I'm curious if there was an intential decision to use long -> float as it appears to lead to unwanted behavior. I have had success searching when mapping configured long->double
. There may be space impacts with 32-bit vs 64-bit attributes.
To Reproduce
Execute test below in test_api
@pytest.mark.asyncio
@pytest.mark.parametrize("value, expected", [
(2147483647, 1), # Int Limit
(2147483647 + 5000, 1), # Above int Limit
(32767, 1), # Short Limit,
# All below fail, return three values
(21474836470, 1), # Above int Limit
(9223372036854775807, 1), # Long Limit
])
async def test_big_int_eo_search(app_client, txn_client, ctx, value, expected):
random_str = ''.join(random.choice("abcdef") for i in range(random.randint(1, 5)))
collection_id = f"test-collection-eo-{random_str}"

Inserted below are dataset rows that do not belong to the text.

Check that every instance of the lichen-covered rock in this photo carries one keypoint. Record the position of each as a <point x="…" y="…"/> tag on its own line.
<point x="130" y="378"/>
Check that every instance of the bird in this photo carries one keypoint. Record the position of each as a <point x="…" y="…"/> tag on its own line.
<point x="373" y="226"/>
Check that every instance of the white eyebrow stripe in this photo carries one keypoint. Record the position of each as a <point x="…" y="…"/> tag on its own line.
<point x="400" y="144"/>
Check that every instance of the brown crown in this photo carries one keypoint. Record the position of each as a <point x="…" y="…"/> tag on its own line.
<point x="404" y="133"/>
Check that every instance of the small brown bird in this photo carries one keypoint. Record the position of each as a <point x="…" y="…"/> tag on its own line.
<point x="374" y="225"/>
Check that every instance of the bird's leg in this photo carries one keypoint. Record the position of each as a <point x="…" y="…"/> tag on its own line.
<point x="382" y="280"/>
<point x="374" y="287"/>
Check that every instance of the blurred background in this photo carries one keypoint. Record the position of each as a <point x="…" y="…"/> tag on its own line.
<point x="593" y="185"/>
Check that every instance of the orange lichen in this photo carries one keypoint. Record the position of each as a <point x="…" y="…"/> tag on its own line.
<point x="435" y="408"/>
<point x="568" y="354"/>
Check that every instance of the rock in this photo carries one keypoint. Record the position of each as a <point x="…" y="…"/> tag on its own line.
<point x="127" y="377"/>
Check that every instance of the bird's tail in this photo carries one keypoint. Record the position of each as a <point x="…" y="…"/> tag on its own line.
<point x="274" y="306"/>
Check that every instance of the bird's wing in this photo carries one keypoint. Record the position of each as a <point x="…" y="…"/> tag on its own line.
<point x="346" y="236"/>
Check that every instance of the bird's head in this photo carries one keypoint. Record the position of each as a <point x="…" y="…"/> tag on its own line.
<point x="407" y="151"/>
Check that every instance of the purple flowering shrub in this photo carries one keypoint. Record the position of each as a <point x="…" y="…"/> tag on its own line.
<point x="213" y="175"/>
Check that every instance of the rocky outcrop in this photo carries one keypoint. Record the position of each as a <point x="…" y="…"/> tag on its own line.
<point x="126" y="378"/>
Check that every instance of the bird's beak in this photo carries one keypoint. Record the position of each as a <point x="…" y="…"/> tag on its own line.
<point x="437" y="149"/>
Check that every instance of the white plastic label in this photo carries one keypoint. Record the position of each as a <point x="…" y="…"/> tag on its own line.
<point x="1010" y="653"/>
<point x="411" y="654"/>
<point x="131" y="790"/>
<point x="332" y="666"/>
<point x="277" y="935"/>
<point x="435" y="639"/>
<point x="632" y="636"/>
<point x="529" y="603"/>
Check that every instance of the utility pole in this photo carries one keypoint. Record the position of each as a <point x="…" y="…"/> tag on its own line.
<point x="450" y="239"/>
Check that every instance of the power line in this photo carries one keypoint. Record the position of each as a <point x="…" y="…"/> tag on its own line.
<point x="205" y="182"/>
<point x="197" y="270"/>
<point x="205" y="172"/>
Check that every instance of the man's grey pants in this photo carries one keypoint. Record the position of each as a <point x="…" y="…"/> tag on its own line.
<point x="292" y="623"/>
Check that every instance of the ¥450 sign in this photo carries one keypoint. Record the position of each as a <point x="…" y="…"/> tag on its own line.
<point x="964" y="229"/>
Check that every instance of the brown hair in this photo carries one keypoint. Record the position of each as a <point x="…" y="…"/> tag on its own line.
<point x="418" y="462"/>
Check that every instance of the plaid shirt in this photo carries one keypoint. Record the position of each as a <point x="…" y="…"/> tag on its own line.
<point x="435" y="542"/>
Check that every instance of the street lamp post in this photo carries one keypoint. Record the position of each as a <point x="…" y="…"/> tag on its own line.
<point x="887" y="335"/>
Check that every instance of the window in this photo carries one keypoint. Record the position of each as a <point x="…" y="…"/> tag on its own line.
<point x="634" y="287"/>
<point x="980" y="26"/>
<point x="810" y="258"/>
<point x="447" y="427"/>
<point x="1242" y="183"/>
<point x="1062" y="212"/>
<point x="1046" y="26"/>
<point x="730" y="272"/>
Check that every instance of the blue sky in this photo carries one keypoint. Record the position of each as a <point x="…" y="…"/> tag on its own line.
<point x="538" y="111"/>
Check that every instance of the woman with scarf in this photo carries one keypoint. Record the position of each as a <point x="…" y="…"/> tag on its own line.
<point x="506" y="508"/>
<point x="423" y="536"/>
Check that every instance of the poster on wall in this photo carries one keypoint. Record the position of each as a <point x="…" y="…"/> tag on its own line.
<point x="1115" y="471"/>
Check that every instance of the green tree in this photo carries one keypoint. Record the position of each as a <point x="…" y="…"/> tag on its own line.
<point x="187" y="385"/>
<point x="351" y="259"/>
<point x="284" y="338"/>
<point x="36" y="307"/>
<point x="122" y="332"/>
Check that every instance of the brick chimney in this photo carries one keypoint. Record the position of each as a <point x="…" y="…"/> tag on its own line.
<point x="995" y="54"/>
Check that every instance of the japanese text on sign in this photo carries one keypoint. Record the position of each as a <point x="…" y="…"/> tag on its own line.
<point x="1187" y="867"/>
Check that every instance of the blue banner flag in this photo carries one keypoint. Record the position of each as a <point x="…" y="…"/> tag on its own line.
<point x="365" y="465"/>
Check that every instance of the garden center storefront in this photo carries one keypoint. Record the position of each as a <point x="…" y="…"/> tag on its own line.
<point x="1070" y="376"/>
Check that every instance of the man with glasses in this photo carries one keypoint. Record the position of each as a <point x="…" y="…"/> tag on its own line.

test_item = deepcopy(ctx.item)
test_item["collection"] = collection_id
test_collection = ctx.collection
test_collection["id"] = collection_id
# type number
attr = "eo:full_width_half_max"
stac_extensions = [
"https://stac-extensions.github.io/eo/v2.0.0/schema.json",
]
test_collection["stac_extensions"] = stac_extensions
test_item["stac_extensions"] = stac_extensions
await create_collection(txn_client, test_collection)
for val in [value,
value + random.randint(10, 1010),
value - random.randint(10, 1010),]:
item = deepcopy(test_item)
item["id"] = str(uuid.uuid4())
item["properties"][attr] = val
await create_item(txn_client, item)
params = {
"collections": [item["collection"]],
"filter": {
"args": [
{
"args": [
{"property": f"properties.{attr}"},
value,
],
"op": "=",
}
],
"op": "and",
},
}
resp = await app_client.post("/search", json=params)
resp_json = resp.json()
results = set([x["properties"][attr] for x in resp_json["features"]])
assert len(results) == expected
Expected behavior
Return only the valid result
Additional context
Add any other context about the problem here.
I am unable currently to run the test recast as double in this repo, but have tested this configuration on a fork.